Its the priciest chainsaw on the list. What it lacks in features it makes up for in Makita build quality and reliability. Plus you have the Makita 18v LXT battery options that can be interchanged with other tools. Being a bare tool may put some buyers off but do consider it as it will last you a eternity. I didn’t have this luxury when my needs where pretty critical but had I been looking for an investment, I’d be teeing off with one of these.

#5 Worx WG322

Yes, this WORX chainsaw has a smaller 10″ guide bar though I’ll give you my reasons for selecting this in my shortlist.
Aside from it having all the features to make using it painless; tool-free auto chain tension and automatic oiling operation, it has an ergonomic, well-balanced design and is light.

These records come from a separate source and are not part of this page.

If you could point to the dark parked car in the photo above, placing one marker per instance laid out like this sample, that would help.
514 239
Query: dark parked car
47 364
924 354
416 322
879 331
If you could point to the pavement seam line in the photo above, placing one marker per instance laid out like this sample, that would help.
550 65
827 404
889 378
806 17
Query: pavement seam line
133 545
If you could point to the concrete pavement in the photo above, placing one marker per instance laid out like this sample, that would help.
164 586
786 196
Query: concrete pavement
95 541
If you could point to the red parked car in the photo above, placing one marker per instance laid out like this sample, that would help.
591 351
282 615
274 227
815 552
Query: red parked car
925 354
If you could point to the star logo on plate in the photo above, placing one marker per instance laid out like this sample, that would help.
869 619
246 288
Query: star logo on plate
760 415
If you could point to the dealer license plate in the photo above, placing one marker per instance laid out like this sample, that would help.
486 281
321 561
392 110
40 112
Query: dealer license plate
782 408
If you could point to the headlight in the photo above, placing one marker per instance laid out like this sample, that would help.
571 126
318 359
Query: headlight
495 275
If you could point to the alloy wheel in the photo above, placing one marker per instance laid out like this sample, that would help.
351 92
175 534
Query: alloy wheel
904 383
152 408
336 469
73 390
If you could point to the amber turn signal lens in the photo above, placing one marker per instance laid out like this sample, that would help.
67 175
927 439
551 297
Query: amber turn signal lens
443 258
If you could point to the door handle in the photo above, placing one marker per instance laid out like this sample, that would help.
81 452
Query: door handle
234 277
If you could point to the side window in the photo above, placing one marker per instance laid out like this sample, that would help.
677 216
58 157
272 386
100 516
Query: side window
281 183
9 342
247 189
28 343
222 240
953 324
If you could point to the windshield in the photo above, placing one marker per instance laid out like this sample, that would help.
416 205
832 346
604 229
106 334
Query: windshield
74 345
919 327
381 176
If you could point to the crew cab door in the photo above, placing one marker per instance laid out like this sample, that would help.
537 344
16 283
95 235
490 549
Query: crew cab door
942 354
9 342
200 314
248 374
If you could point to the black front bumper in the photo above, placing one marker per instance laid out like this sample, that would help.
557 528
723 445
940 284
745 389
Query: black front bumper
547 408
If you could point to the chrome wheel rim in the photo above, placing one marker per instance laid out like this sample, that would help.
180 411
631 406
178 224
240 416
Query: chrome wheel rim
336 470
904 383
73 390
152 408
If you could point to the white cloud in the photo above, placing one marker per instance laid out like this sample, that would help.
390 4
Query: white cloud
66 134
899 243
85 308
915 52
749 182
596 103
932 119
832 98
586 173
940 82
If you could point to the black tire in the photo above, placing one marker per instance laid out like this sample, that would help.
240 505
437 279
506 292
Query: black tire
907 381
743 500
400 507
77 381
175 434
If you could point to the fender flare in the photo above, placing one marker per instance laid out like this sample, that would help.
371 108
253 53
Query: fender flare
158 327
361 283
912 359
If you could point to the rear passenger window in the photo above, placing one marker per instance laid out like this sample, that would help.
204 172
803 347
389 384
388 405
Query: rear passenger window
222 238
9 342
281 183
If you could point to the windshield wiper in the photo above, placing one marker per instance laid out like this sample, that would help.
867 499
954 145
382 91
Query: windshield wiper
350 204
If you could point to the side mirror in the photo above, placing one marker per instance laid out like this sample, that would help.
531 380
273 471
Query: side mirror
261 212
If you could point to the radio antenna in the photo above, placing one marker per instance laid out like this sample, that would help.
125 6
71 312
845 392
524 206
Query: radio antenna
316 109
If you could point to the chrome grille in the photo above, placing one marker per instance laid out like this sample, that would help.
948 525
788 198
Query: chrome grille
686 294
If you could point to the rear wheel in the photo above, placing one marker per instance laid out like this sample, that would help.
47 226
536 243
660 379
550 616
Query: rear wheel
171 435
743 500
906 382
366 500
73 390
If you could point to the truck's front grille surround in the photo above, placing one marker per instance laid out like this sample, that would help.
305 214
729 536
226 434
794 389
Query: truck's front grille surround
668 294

Hugely encouraging for newbies to pick one up and start chopping. 

Key Features

  • weight – 6.9 lbs
  • power – 20v Li ion
  • guide bar – 10″
  • Automatic oiling
  • Tool-free tensioning

Whats in the box?

  • 1 x chainsaw
  • 1 x battery
  • 1 x battery charger
  • instructions

 

Main Uses

Again, I’d use this for smaller trunks and branches. Will not be practical for anything larger than 8″ diameters – it will work but you’d be compromising the chainsaw as a whole. The battery will be fine for smaller jobs around the garden. I’d get a spare battery.

 

Summary

Like the Black & Decker LCD1020, it offers great portability due to its form and size. The Worx has the benefit of auto chain oiling and is a pound lighter. I’d be very tempted to purchase one of these based on its value.